Des exploits Windows Defender publiés sont désormais utilisés dans des attaques

Un ensemble de failles de sécurité Windows publié en ligne par un chercheur au début du mois a déjà été utilisé dans au moins une intrusion réelle, selon la société de cybersécurité Huntress. Cette évolution transforme ce qui relevait d’une divulgation publique de vulnérabilité en un risque opérationnel concret pour les organisations qui s’appuient sur Microsoft Defender et n’ont pas encore appliqué les correctifs disponibles ni les mesures compensatoires.

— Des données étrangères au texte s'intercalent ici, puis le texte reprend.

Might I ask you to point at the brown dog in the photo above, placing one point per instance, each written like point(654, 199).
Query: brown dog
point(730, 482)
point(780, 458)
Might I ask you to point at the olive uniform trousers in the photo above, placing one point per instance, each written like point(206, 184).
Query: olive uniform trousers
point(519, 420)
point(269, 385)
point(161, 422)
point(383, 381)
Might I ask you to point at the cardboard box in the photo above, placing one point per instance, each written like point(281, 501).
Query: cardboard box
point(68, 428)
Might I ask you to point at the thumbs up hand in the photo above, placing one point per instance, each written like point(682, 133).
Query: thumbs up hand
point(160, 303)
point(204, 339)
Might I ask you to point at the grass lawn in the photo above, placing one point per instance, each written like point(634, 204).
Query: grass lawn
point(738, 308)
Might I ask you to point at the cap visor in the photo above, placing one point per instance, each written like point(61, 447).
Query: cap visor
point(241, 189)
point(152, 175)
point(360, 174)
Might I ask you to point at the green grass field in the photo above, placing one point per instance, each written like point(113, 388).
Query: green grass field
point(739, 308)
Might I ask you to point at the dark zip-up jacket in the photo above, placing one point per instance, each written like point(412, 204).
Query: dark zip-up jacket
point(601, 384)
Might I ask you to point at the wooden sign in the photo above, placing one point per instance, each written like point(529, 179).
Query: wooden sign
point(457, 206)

Huntress a indiqué que des attaquants exploitent trois vulnérabilités connues sous les noms de BlueHammer, UnDefend et RedSun. Parmi elles, seule BlueHammer a pour l’instant été corrigée par Microsoft, l’entreprise ayant déployé un correctif plus tôt cette semaine. Les autres problèmes, tels qu’ils sont décrits dans le texte source fourni, laissent encore planer une incertitude quant au niveau d’exposition de certaines organisations si elles dépendent des protections Defender par défaut ou non modifiées.

L’incident souligne aussi une tension ancienne en sécurité informatique : la divulgation publique peut pousser les éditeurs à réagir plus vite, mais la publication d’un code d’exploitation détaillé avant un déploiement large des correctifs peut immédiatement abaisser la barrière d’entrée pour des acteurs malveillants. Dans ce cas, TechCrunch a rapporté que l’activité d’exploitation semble utiliser du code publié par un chercheur opérant sous le nom de Chaotic Eclipse.

Comment les failles sont entrées dans le domaine public

Selon le texte source, Chaotic Eclipse a d’abord publié du code qu’il disait capable d’exploiter une vulnérabilité Windows non corrigée, tout en exprimant sa frustration face à la gestion du problème par Microsoft. Quelques jours plus tard, le chercheur a publié d’autres éléments d’exploitation pour UnDefend et RedSun, dont du code hébergé sur GitHub. Les trois vulnérabilités affectent Microsoft Defender et peuvent permettre à un attaquant d’obtenir des privilèges élevés, au niveau administrateur, sur un système Windows ciblé.

Cette chronologie importe parce que la publication d’exploits modifie rapidement l’environnement de menace. Une fois qu’un code fonctionnel est public, les attaquants n’ont plus besoin de découvrir eux-mêmes la faille ni de développer leurs propres outils à partir de zéro. Ils peuvent adapter le matériel publié, l’automatiser et le tester rapidement sur des systèmes exposés.

Le texte source n’identifie pas l’organisation victime, ni l’acteur malveillant responsable. Mais l’absence d’attribution ne réduit pas l’importance de l’affaire. En pratique, les défenseurs disposent désormais de preuves confirmées que des attaquants opportunistes ou ciblés agissent sur la base de ces divulgations.